The students could not agree more.
“It was so fun, I was able to talk with an American person and cut vegetables together,” said Seiya Naka, a 14-year-old student at Buzan JHS. “I could make myself understood in English, which I practice at home with my sister.”

Many of the other students shared similar sentiments.

“It was my first time to talk with an American but I feel close to them now,” said Tatsuki Maejima, another 14-year-old student at Buzan JHS. “We talked about hobbies and cooking.”

The Sailors also came away with an appreciation for the cultural exchange.

“It was a great opportunity,” said Logistics Specialist 1st Class Oscar Vargas. “We could enrich ourselves by learning from each other, the kids learned English and we learned local culture.”

“"I think it's great that the First Class Petty Officer's Association had the opportunity today to participate in this event, we all had a good time and it seems that the kids did too,” said Navy Counselor 1st Class Alexander March, NAVSUP FLC Yokosuka command career counselor and First Class Petty Officer Association president. “Many thanks to the USO for setting this up and I feel confident that community relations and City of Yokosuka objectives were met."

As the day ended the students waved goodbye excitedly while boarding the ferry back to the mainland and the Sailors waved from shore knowing that they made a positive impact in their local community.

“I think this was a very precious experience for me,” said Sotaro Nakazawa, another 14-year-old student at Buzan JHS. “The Sailor was such a good person; now I want to be able to speak with American people more.”
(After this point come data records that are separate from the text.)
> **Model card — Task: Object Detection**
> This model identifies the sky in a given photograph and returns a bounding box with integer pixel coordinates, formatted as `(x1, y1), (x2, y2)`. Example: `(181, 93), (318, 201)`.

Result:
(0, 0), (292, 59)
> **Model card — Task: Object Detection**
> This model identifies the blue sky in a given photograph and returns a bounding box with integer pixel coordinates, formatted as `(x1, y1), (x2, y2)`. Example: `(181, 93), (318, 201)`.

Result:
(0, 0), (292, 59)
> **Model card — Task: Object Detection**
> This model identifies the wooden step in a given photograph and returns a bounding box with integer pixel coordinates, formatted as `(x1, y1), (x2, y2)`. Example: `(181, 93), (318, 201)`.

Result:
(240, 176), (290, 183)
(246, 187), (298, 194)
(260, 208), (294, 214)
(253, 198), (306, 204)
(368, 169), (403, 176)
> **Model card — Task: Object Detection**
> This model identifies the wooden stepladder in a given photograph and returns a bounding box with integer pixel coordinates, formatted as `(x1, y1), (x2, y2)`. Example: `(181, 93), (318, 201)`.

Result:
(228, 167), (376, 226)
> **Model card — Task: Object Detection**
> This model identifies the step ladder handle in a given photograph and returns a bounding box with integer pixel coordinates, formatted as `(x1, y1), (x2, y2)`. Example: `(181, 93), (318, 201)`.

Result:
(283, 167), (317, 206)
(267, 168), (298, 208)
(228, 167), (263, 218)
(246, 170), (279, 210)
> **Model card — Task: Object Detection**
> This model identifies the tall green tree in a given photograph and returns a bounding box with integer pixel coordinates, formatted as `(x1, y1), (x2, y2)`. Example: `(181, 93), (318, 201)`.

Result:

The Sailors are part of NAVSUP FLC Yokosuka, one of eight fleet logistics centers under NAVSUP Global Logistics Support (GLS), is the Western Pacific region's largest U.S. Navy logistics command, headquartered just 26 miles due south of Tokyo, the enterprise networks more than 20 sites from Misawa, Japan, to Sydney, Australia; Diego Garcia in the Indian Ocean to Guam with a mission to serve the Asia Pacific Region's forward deployed maritime warfighter with around-the-clock logistics support.

The NAVSUP and Navy Supply Corps team as a whole shares one mission -- to deliver sustained global logistics and quality-of-life support to the Navy and joint warfighter. NAVSUP/Navy Supply Corps' diverse team of more than 25,000 civilian and military personnel oversee a diverse portfolio including supply chain management for material support to Navy, Marine Corps, joint and coalition partners, supply operations, conventional ordnance, contracting, resale, fuel, transportation, security assistance, and quality-of-life issues for our naval forces, including food service, postal services, Navy Exchanges, and movement of household goods. The NAVSUP/Navy Supply Corps team forms a vast network of professionals who deliver unparalleled products and services to customers in the fleet and across the world.